Compare and Contrast Skills

Our reading series teaches skills in three week bursts.  Our most recent unit covered comparing and contrasting texts. I have some mixed feelings on our reading series.  I think it does a good job of covering individual skills, but in a very isolated way.  The skills are presented in short paragraphs but doesn't offer complex texts to practice the skill in.  That's a problem because the series assessment is a very long and complex text.  It's such a jump from the practice pages.  Because of that, I feel the need to do a lot of supplementing!

One of my favorite resources has been a product from Miss Decarbo's TPT shop.  She has written reading passages that very simply describe two different items.  Each item has a paragraph written about it and the students can work individually or as partners to compare and contrast.  I liked that she used a lot of those clue words, like "however", "in contrast to", and "similarly".

 She even has suggestions for color coding it, but honestly, I just have the students use highlighters.  I used these both in small groups and as individual work.  After doing a couple of them, my students got the hang of the procedure and it really allowed them to focus on the skill.

One of the big issues I had with comparing and contrasting things at the beginning of the unit was the lack of detail in student work.  The students were making the most basic of comparisons and contrasts, and often only using one word to do so.  We had to have a talk about thinking deep vs. thinking shallow.  (I have to warn charts are not like the beautiful ones that you see all over the internet ha! :-)  I am more of a basic, in the moment chart maker!)

I used the analogy of going swimming.  You can have fun in the shallow end of the pool.  You're getting a little wet, you can kick water at someone, it's still a fun place to be.  But when you go to the deep end, you can swim around, splash, play games...there's just so much more you can do!
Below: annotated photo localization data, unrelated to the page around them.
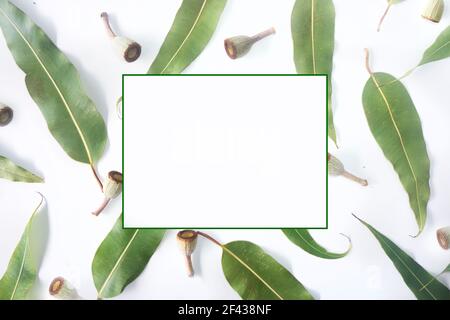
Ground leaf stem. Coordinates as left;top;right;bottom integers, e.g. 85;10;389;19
378;66;418;88
197;231;224;248
377;3;392;32
90;164;103;191
364;48;373;75
101;12;116;38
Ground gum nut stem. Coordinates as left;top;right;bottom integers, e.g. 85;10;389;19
49;277;82;300
437;226;450;250
224;27;275;59
0;104;13;126
328;153;368;186
100;12;141;62
422;0;445;23
177;230;198;277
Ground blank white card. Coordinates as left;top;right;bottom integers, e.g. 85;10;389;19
123;75;326;228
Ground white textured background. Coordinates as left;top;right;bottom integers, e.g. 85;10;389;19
0;0;449;300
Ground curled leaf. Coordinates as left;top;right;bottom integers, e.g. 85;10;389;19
0;155;43;183
148;0;227;74
0;196;45;300
282;229;351;259
355;215;450;300
221;240;314;300
92;215;165;299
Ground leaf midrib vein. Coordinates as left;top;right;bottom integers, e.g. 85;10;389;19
222;245;284;300
375;232;437;300
424;41;450;63
0;167;37;181
371;75;423;229
160;0;208;74
98;229;140;298
311;0;317;74
9;197;43;300
0;6;94;164
293;229;340;258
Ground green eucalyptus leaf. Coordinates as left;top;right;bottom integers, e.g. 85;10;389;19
362;72;430;235
0;0;107;164
355;215;450;300
291;0;336;145
282;229;351;259
0;155;43;183
442;264;450;274
92;215;165;299
419;25;450;66
420;263;450;291
0;196;44;300
221;240;314;300
148;0;227;74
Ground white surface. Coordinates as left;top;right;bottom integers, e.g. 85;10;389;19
0;0;449;300
124;75;326;228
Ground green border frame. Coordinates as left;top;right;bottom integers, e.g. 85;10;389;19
122;74;328;229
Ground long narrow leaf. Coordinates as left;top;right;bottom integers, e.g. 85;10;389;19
362;72;430;235
221;240;314;300
92;215;165;299
149;0;227;74
355;215;450;300
0;196;44;300
0;0;107;164
419;25;450;67
282;229;351;259
291;0;336;144
0;155;42;183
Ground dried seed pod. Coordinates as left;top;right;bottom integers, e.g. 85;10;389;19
224;27;275;59
103;170;123;199
177;230;198;277
422;0;445;23
49;277;82;300
0;103;13;126
92;170;122;216
328;153;368;186
101;12;141;62
436;226;450;250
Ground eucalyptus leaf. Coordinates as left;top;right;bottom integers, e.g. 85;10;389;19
420;263;450;291
0;196;44;300
419;25;450;66
292;0;336;145
92;215;165;299
362;72;430;235
282;229;351;259
221;240;314;300
355;215;450;300
0;155;43;183
148;0;227;74
0;0;107;165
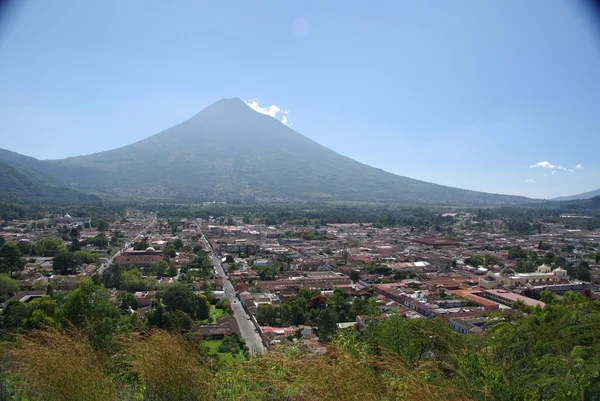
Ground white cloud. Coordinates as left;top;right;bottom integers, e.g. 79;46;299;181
551;170;556;176
529;161;571;172
245;99;291;126
525;179;535;184
575;163;584;170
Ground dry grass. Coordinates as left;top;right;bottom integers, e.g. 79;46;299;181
8;328;117;401
7;329;469;401
121;331;215;400
216;345;469;401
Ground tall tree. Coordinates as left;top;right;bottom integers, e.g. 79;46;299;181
96;219;109;232
53;250;78;275
0;241;25;277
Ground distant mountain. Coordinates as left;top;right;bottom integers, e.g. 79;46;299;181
2;98;533;205
0;159;100;204
554;188;600;201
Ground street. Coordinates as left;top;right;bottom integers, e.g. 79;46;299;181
198;224;265;353
95;213;157;276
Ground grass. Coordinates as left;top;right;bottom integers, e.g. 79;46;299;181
198;306;227;324
203;339;245;365
5;329;470;401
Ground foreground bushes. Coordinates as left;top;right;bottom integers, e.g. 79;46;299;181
3;328;466;401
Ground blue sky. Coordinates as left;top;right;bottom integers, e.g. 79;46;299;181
0;0;599;199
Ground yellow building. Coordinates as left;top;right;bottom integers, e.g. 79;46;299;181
479;264;568;289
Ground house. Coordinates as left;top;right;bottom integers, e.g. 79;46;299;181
197;316;240;340
450;317;488;334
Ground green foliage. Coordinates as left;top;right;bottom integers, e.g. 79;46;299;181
35;238;64;257
84;234;109;248
59;279;120;349
0;241;25;276
0;274;18;302
52;250;79;275
218;333;245;355
158;284;210;321
508;246;528;259
121;269;156;292
256;265;279;280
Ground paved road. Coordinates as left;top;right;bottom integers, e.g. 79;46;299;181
198;224;265;353
96;214;157;276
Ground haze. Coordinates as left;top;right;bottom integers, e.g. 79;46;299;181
0;0;599;199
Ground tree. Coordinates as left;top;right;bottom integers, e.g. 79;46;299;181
22;296;58;330
117;292;139;313
69;227;80;240
35;238;64;257
0;299;28;331
150;260;169;277
160;284;210;320
133;238;149;250
316;305;338;342
0;241;25;276
594;252;600;265
97;219;109;232
0;274;18;302
53;250;79;275
508;247;528;260
102;262;123;289
218;333;245;354
256;304;281;326
59;279;120;348
168;265;178;277
350;270;361;283
163;243;177;258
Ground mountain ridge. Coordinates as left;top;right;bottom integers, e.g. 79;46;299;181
2;98;535;205
0;159;100;203
554;188;600;201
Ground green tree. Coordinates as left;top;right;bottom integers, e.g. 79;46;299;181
150;260;169;277
0;299;28;331
117;292;139;313
22;296;58;330
69;227;80;240
163;243;177;258
97;218;109;232
160;284;210;320
35;238;64;257
316;305;338;342
0;241;25;276
59;279;120;349
53;250;79;275
102;262;123;289
0;274;18;302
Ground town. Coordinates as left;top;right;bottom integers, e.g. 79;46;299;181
2;205;599;360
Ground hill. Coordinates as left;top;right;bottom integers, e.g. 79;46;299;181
554;188;600;201
0;159;100;204
28;97;531;205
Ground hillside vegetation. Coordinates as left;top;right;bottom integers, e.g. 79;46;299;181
0;160;100;204
1;279;600;400
2;99;533;205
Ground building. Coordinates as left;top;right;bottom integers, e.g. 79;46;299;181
450;317;487;334
479;264;568;288
116;247;164;268
482;289;545;308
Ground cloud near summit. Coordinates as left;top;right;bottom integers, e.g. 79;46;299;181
245;99;291;126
I wanted them to look deeper than those surface comparisons and contrasts.  Yes, both apples and oranges are round.  But could they think of something not so easily seen?  I didn't want them relying so much on what they SEE when comparing and contrasting two things.  It's a strategy but not really one you can use when comparing two stories.  You have to dig deeper to find those connections in two different texts.  

After doing a lot of comparing and contrasting in texts, we wrote our own compare/contrast paragraphs.  As a class, we used a Venn diagram to compare/contrast winter and spring.  Then we wrote a two paragraph essay about what we came up with.  This was our first attempt at writing a comparison essay, so we did it together.  After we were done writing, the students went back and highlighted any compare/contrast clue words that were used. 

 Then, just to make it a little more fun, we did an art project to go with our essay! I made a landscape sheet and drew a line right down the middle and labeled the sides (winter/spring) before copying. Then I had the students color the page for bell work one morning. They were in seventh heaven...coloring for bell work??  YES!! :-)   

I decided to make some puffy paint for snow on the winter side.  I was a little nervous about making it because I had never done it and the directions I found were not too specific.  I ended up loosely following this tutorial.

We painted it on with q-tips. (I forgot my box of q-tips that morning and my team mate just happened to have a box of them in her room.  We say she is like having a store in our building...I swear she has literally everything stashed away in there! Love it! Do you have a teacher in your building like that??) The kids had never used puffy paint before so they were totally into it.

Later that week, we wrote another compare/contrast essay, but this time the students worked individually.  I gave them several choices of items they could compare. The choices were Elsa/Belle, Blaze/Crusher, Poppy/Branch (trolls---which was the popular choice!), and basketball/football.  

The students worked to compare and contrast these items on a Venn diagram and then write their essay.  It was still a struggle for some to get that DEEP thinking going.  Using the picture tended to allow them to fall back on comparing and contrasting what they SEE.  It was good practice for using the compare/contrast clue words and organizing their writing. Plus, the kids loved writing about these topics.  But I will probably revise this lesson next year to be stories about these items that the students will have to read and compare/contrast to encourage deeper thinking and allow practice for comparing texts. Always improving on what we do, right?? ;-) 

So there you have it---just a couple of things that we worked on during this unit.  My students really enjoyed the activities and we will keep working on using that DEEP thinking! :-)  What activities do you use for teaching compare and contrast skills?  Thanks for stopping by!